The defining energy of the story in which that character appears comes from the obstacle standing in the way of the character's success in achieving the goal.  The more tangible and specific the obstacle, another person, say, or a tradition, perhaps even a condition, the greater the tug of involvement on the reader.

When you were a much younger person, not yet certain you wished to spend the remaining years of your life in pursuit of an intimate understanding of and relationship with story, your immediate goals had to do with spending as much of your time as possible in a state of adventure.  

Since much of your time was spent in a state approximating boredom and its adjunct, the impatience of waiting for something approximating adventure to manifest itself, your concepts of adventure had you thrust in the midst of a historical clash wherein you were engaged in some conflict with a landscape, an idiosyncratic enemy, or a force of nature.

Reading, one double-feature movie a week, complete with a serial, a cartoon, and the then popular Movietone Newsreel provided you with a supply of settings, historical conflicts, and heroic men and women outside your daily experience.  In earlier times, Eleanore Roosevelt, Madame Curie, Fats Waller, Admiral Byrd, and Will Rogers were your real-time heroes, sharing a place in your imaginary adventures with such comic book characters as Prince Valiant, Mandrake the Magician, Jungle Jim, and the eponymous Terry of Terry and the Pirates.  The latter, often described as "a wide-awake American boy," seemed closest of all to you because, as you reminded yourself on frequent occasions, you were an American boy and you were nothing if not wide awake.

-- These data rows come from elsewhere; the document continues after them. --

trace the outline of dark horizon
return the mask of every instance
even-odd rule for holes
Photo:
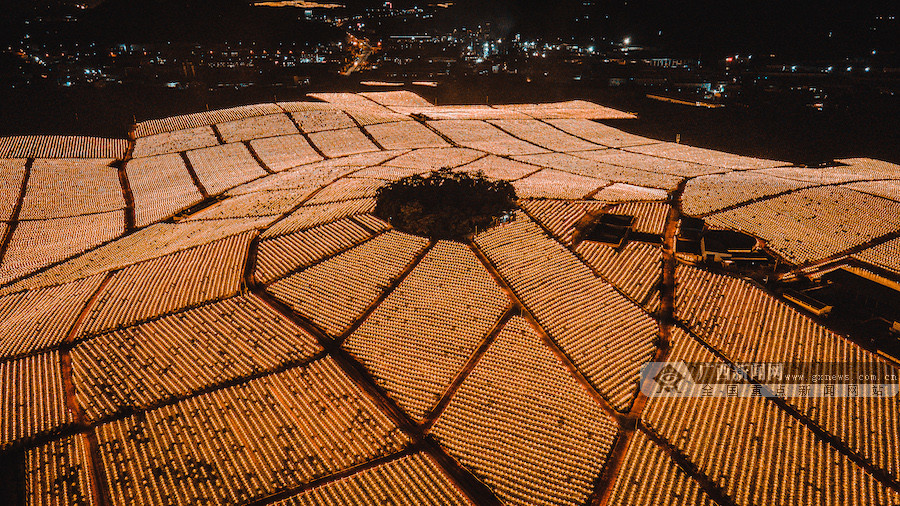
[[[22,20],[32,14],[30,9],[75,3],[4,2],[9,4],[4,6],[4,24],[7,29],[21,27]],[[173,28],[178,30],[188,26],[215,28],[220,20],[228,17],[229,12],[243,12],[240,6],[252,3],[251,0],[219,1],[215,4],[223,8],[220,12],[211,13],[208,9],[210,2],[205,0],[87,2],[88,5],[99,4],[101,10],[133,12],[135,22],[140,21],[141,13],[160,11],[159,7],[173,10],[177,9],[173,6],[178,4],[183,4],[188,12],[198,16],[197,19],[184,20],[176,26],[170,26],[171,17],[147,18],[151,25],[147,27],[149,30],[156,28],[164,33],[172,33]],[[381,0],[344,0],[334,3],[346,5],[347,12],[359,12],[384,4]],[[429,5],[411,0],[392,3],[395,8]],[[110,4],[118,5],[115,9],[108,9]],[[296,10],[297,13],[302,13],[302,9],[294,8],[269,10]],[[537,0],[458,0],[446,10],[446,17],[449,19],[447,22],[459,26],[491,23],[492,29],[501,37],[518,33],[545,39],[594,38],[598,43],[604,39],[619,42],[627,37],[636,46],[655,47],[692,57],[719,58],[730,53],[757,53],[815,60],[825,57],[861,57],[870,55],[872,50],[895,55],[895,41],[900,39],[898,10],[900,6],[897,2],[888,0],[862,4],[812,0],[689,3],[661,0],[618,0],[610,3],[595,0],[557,0],[552,3]],[[77,12],[85,11],[76,10]],[[275,18],[268,15],[265,17]],[[237,25],[232,27],[234,26]],[[187,29],[182,31],[188,32]]]
[[[441,104],[596,100],[640,112],[642,120],[631,124],[642,135],[682,136],[754,156],[900,160],[891,128],[900,110],[900,58],[891,38],[898,23],[889,19],[898,7],[881,0],[459,0],[413,14],[397,9],[427,4],[396,0],[386,14],[365,13],[383,0],[312,13],[253,8],[250,0],[105,0],[86,10],[72,0],[52,3],[69,4],[49,12],[68,12],[77,22],[44,16],[28,25],[30,38],[7,33],[0,134],[121,137],[143,119],[303,99],[310,91],[362,91],[361,81],[381,80],[404,82]],[[29,8],[39,4],[14,7],[35,16]],[[346,22],[354,13],[362,26]],[[14,17],[0,24],[15,25]],[[489,30],[477,29],[488,23]],[[431,40],[404,46],[391,39],[416,33]],[[352,76],[341,72],[359,56],[342,44],[350,36],[384,42]],[[547,49],[560,37],[577,44]],[[643,49],[623,53],[626,37]],[[85,50],[86,41],[97,47]],[[728,65],[726,56],[737,53],[754,58]],[[654,66],[651,58],[669,63]],[[410,86],[416,80],[440,85]],[[724,107],[698,110],[649,95]]]

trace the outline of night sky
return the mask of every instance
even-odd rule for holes
[[[71,3],[74,0],[68,1]],[[383,4],[383,0],[328,1],[343,3],[350,10]],[[116,2],[107,0],[106,3]],[[5,22],[9,23],[35,5],[48,3],[55,2],[0,0],[0,7],[4,8]],[[166,4],[168,9],[174,4],[194,6],[209,2],[128,0],[125,3],[133,5],[135,12],[142,12],[148,7],[154,10],[154,5]],[[246,5],[251,1],[219,0],[218,3],[222,6]],[[395,7],[407,7],[427,2],[395,0],[393,4]],[[287,14],[294,9],[283,10]],[[205,12],[206,9],[200,11]],[[863,56],[870,54],[872,49],[896,51],[896,41],[900,40],[898,22],[876,18],[897,16],[900,14],[898,11],[900,2],[896,0],[457,0],[443,14],[459,26],[471,27],[490,22],[498,36],[521,33],[539,38],[576,37],[584,40],[594,37],[598,41],[603,38],[618,41],[627,36],[638,46],[685,55],[756,52],[815,59]],[[204,22],[204,19],[197,19],[180,24],[197,26]],[[173,28],[169,23],[164,24],[159,27],[159,32],[165,33]],[[154,27],[149,29],[154,30]]]
[[[342,3],[355,8],[382,4]],[[421,5],[406,0],[393,3],[395,7]],[[898,4],[896,0],[458,0],[448,14],[464,24],[490,21],[500,35],[611,40],[628,36],[636,45],[691,54],[760,52],[815,58],[894,49],[900,38],[898,23],[876,18],[900,14]],[[582,19],[575,22],[575,17]]]
[[[596,33],[614,40],[630,36],[637,45],[692,53],[756,51],[824,56],[832,52],[896,46],[898,40],[896,22],[876,21],[877,16],[897,14],[900,8],[894,0],[600,0],[593,7],[584,3],[582,0],[460,0],[457,8],[470,13],[471,18],[494,18],[511,31],[556,35]],[[573,22],[573,13],[579,12],[591,18]],[[877,28],[874,31],[873,26]]]

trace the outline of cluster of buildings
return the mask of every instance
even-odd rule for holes
[[[264,47],[234,44],[117,44],[89,47],[25,45],[12,54],[20,62],[19,78],[11,85],[53,82],[59,86],[141,84],[188,87],[201,82],[223,84],[280,82],[297,84],[309,67],[338,66],[343,41]]]
[[[588,215],[577,226],[581,240],[621,249],[628,241],[661,242],[634,230],[635,216]],[[868,341],[880,353],[900,359],[900,281],[896,274],[853,258],[798,277],[767,248],[765,241],[735,230],[709,228],[701,218],[683,216],[676,232],[680,262],[751,279],[829,326]],[[853,326],[855,328],[849,328]]]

The thought of a near peer, however fictional, having such a regular smorgasbord of adventure was almost more than you could bear, that is until you discovered a classmate in junior high school having the best of all worlds thanks to having the adventure of portraying the Indian sidekick, Little Beaver, of the radio serial version of the comic book hero, the iconic cowboy, Red Ryder.  

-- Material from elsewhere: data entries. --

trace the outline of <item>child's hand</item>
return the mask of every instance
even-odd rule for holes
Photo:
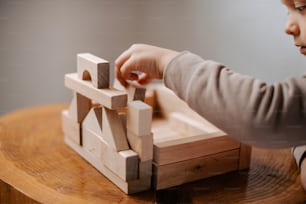
[[[134,44],[116,59],[115,73],[123,86],[127,86],[127,80],[145,85],[162,79],[165,67],[177,54],[173,50]]]

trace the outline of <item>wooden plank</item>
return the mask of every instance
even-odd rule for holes
[[[64,134],[73,142],[82,145],[80,123],[70,117],[68,110],[62,111],[62,129]]]
[[[80,53],[77,55],[77,71],[79,79],[88,80],[84,74],[88,71],[94,87],[109,88],[110,86],[110,68],[109,62],[96,57],[90,53]]]
[[[145,177],[133,181],[124,181],[117,174],[107,168],[99,158],[92,156],[88,151],[84,151],[81,146],[76,145],[69,137],[65,136],[65,143],[70,146],[74,151],[81,155],[92,166],[99,170],[104,176],[106,176],[112,183],[127,194],[133,194],[151,188],[151,177]]]
[[[240,144],[239,152],[239,170],[248,169],[251,162],[252,147],[246,144]]]
[[[128,103],[127,130],[136,135],[151,134],[152,107],[142,101]]]
[[[124,91],[113,88],[96,89],[90,82],[78,79],[76,73],[65,75],[65,86],[109,109],[127,106],[127,94]]]
[[[102,108],[102,136],[108,146],[116,151],[129,149],[126,132],[116,110]]]
[[[127,131],[127,138],[131,148],[138,153],[141,161],[153,159],[153,134],[136,135]]]
[[[219,133],[158,143],[154,141],[153,161],[158,165],[163,165],[238,149],[239,147],[240,143],[238,141],[227,135],[220,136]]]
[[[239,150],[231,150],[182,162],[154,164],[157,190],[237,170]]]

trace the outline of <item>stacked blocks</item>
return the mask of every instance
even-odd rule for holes
[[[66,144],[125,193],[249,168],[249,146],[169,89],[133,84],[119,90],[110,86],[109,75],[109,62],[78,54],[77,73],[65,75],[73,99],[62,112],[62,126]]]
[[[65,75],[65,86],[73,91],[62,112],[65,142],[125,193],[148,190],[152,108],[143,102],[145,89],[117,90],[109,75],[108,61],[77,55],[77,73]]]

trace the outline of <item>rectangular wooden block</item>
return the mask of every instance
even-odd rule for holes
[[[92,107],[82,122],[87,128],[102,138],[102,107]]]
[[[102,108],[102,136],[110,148],[128,150],[126,132],[116,110]]]
[[[145,177],[142,179],[125,181],[121,179],[117,174],[107,168],[99,158],[94,157],[88,151],[76,145],[69,137],[65,136],[65,143],[70,146],[74,151],[81,155],[86,161],[98,169],[104,176],[106,176],[112,183],[114,183],[118,188],[127,194],[133,194],[151,188],[151,177]]]
[[[77,55],[77,71],[79,79],[88,80],[85,71],[90,75],[92,85],[95,88],[109,88],[110,68],[109,62],[96,57],[90,53],[80,53]]]
[[[138,153],[141,161],[153,159],[153,134],[136,135],[127,131],[127,138],[131,148]]]
[[[62,111],[62,128],[64,134],[73,142],[78,145],[82,144],[80,123],[70,117],[68,110]]]
[[[96,89],[90,82],[80,80],[76,73],[65,75],[65,86],[109,109],[127,106],[127,94],[113,88]]]
[[[129,85],[126,89],[128,94],[128,101],[144,101],[146,95],[146,89],[143,87],[135,87]]]
[[[182,137],[166,142],[155,142],[153,161],[158,165],[179,162],[238,149],[240,143],[220,133]]]
[[[237,170],[239,150],[157,166],[154,186],[157,190]]]
[[[136,135],[151,134],[152,107],[142,101],[128,103],[127,130]]]
[[[98,158],[124,181],[138,178],[138,155],[132,150],[114,151],[107,143],[93,131],[83,128],[84,149],[93,157]]]

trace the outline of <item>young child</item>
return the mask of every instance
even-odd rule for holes
[[[283,3],[289,12],[285,32],[306,55],[306,0]],[[163,79],[192,109],[243,143],[299,145],[293,155],[306,184],[306,162],[300,162],[306,150],[306,75],[267,84],[188,51],[135,44],[117,58],[116,76],[122,85]]]

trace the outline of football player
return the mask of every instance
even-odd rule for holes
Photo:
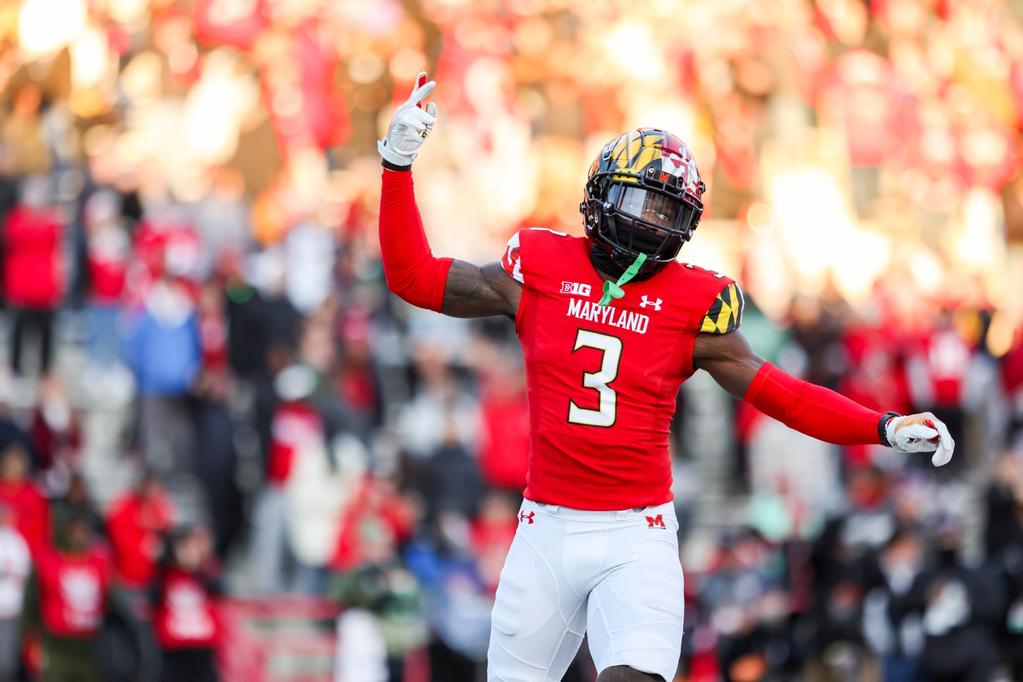
[[[435,257],[410,172],[436,121],[436,106],[424,106],[434,85],[420,74],[378,144],[380,245],[391,291],[455,317],[505,315],[525,355],[529,474],[488,679],[560,680],[586,633],[598,682],[670,681],[683,577],[668,425],[695,370],[831,443],[933,451],[937,466],[954,443],[929,413],[875,412],[750,350],[738,285],[676,260],[700,224],[704,184],[686,145],[663,130],[600,150],[580,205],[585,237],[526,229],[493,263]]]

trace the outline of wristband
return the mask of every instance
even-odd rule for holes
[[[878,438],[881,440],[881,445],[887,448],[890,448],[892,446],[891,442],[888,440],[888,422],[890,422],[892,419],[895,419],[896,417],[901,416],[902,415],[899,414],[898,412],[885,412],[883,415],[881,415],[881,418],[877,420],[877,435]]]
[[[407,165],[407,166],[399,166],[396,163],[391,163],[387,159],[381,159],[381,161],[384,164],[384,168],[386,168],[387,170],[392,170],[392,171],[410,171],[410,170],[412,170],[412,164],[411,163],[409,165]]]

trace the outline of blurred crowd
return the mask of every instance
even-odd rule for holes
[[[743,284],[754,349],[958,443],[934,471],[688,382],[681,679],[1023,680],[1020,19],[4,3],[0,682],[276,679],[218,614],[296,594],[341,614],[323,679],[482,679],[528,416],[509,322],[384,287],[375,140],[421,69],[436,252],[579,233],[589,154],[665,127],[710,188],[683,258]]]

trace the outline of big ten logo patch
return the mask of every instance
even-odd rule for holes
[[[571,294],[573,296],[589,296],[590,285],[582,284],[581,282],[562,282],[561,293]]]

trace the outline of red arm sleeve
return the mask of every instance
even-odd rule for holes
[[[885,416],[883,413],[796,379],[769,362],[761,366],[743,398],[786,426],[829,443],[881,442],[878,424]]]
[[[384,169],[380,255],[391,291],[412,305],[440,311],[452,259],[435,258],[430,251],[410,171]]]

You watched your classmate, Tommy Cook, with a judicious mixture of envy and scorn, the scorn part coming from the belief you had that you, fresh from daily adventures as Tonto in a grammar schoolyard improvisation of the Lone Ranger, could have brought greater presence to the role of Little Beaver.

After a time, Cook moved on to other acting challenges, being replaced by another actor you envied because he seemed to get even more sophisticated and memorable adventures with Red Ryder, who rode a magnificent horse named thunder.  Life was beginning to make plans for you, even then.  The actor who followed Tommy Cook as Little Beaver was John Wilder, whose recent novel, Nobody Dies in Hollywood, you edited.

While Life was making plans for your future, you were absorbing into muscle memory the fact that story has a stronger sense of movement and purpose than you at first imagined.  The goal of a character must not be limited to such youthful tendencies at abstraction as happiness, adventure, understanding, insight, or even the lofty goal of wishing to tell memorable stories.  

You required more years to learn this than you care to admit, firm in your belief that story as a concrete entity also meant individuals attempting to engage the random elements of life in ways that would amuse readers. 

"Amuse is okay," one old timer told you in one of several far-from-sober admonitions he gave you when you, staking all on the facts of being six feet three inches tall and, at age nineteen, having a bogus document attesting you to be twenty-two, which allowed you to spend time at a cocktail lounge on Sunset Boulevard known for its high demographic of writers.  "Nothing wrong with amuse, but first, you gotta disturb 'em. You unnerstan'?"

You thought you did, and so you nodded assent.  On subsequent visits to the lounge in the Garden of Allah, the old timer would call out to you, "You disturbing 'em, kid?"  Memorable about that time, your last exchange with the old timer came when you admitted flat out that no, you weren't disturbing people because you didn't know how."

He banged his open palm on the polished surface of the bar with enough force to turn the heads of the more serious drinkers, interrupting them from their inner palaver with their personal angst.  "Take 'em where they don' wanna go, kid.  You'll never go wrong taking 'em where they don' wanna go,  Then, when you amuse 'em, it's like you're throwing 'em a life line.  Unnerstan'?"

Maybe in a few more years,you'd "unnderstan'" during the course of which you went, either by accident, instinct, or necessity, to places you didn't want to go. Perhaps those visits to those places were part of the plans Life was beginning to make for you.

"Geezus," a friend said to you earlier this year, when you both discovered a tub of iced Sierra Nevada pale ale, "you got to drink there?  Fucking Garden of Allah?  What you must have heard.  They all went there, all those writers going there, like people going into places to meditate."

In so many words, yes.  You went there and places like it because you wanted something, and the things standing in your way of getting them were folded up in the plans Life was beginning to make.